O Ano Novo nos abre as portas para uma vastidão de possibilidades, sonhos, desejos.... No início de cada ano civil nos é oferecida uma nova oportunidade, uma possibilidade aberta para investir o melhor de nós mesmos nos 365 dias que temos pela frente; assim, deveríamos viver o começo de cada ano, que se oferece a todos como novidade, oportunidade, novo começo...
Caminhar é preciso. O seu caminho tem coração?
O Ano Novo mora dentro de você.
Textos bíblicos: Lc 2,16-21
Na oração: Orar é entrar na Tenda do Senhor, que é o próprio coração: peregrinação interior, mobilidade...

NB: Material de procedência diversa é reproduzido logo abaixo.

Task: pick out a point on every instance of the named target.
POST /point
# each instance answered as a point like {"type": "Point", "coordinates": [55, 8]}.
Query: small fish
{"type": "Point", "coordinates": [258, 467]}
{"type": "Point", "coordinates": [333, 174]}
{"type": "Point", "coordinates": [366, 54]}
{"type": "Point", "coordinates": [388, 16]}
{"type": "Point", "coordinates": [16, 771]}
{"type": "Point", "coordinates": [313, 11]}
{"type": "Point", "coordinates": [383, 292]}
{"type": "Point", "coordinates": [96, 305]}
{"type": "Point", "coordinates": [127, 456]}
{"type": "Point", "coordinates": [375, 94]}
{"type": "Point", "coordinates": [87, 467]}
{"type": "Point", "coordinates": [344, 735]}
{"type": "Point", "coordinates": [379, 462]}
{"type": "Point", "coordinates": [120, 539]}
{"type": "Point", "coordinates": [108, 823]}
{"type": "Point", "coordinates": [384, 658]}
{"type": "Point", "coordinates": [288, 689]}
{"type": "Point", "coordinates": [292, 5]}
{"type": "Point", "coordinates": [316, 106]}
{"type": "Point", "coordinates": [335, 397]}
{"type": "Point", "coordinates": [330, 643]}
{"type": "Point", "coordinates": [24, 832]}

- Deus “passa” e nos coloca em movimento; a oração é “fazer estrada com Deus”, caminhar na mesma direção, entrar no ritmo d’Ele, deixando-nos “ser conduzidos”.
- Para onde você sente que Deus vai lhe conduzindo? Há alguma coisa que o aprisiona?
- Recordar medos, entraves, obstáculos... que limitam sua vida interior, impedindo-o(a) fazer-se peregrino(a)
- Quê eventos inesperados no caminho transformaram sua vida? O que realmente causou impacto? Era algo planejado? Em que aspectos da vida você pode “sair” dos terrenos conhecidos? Você já se arriscou alguma vez?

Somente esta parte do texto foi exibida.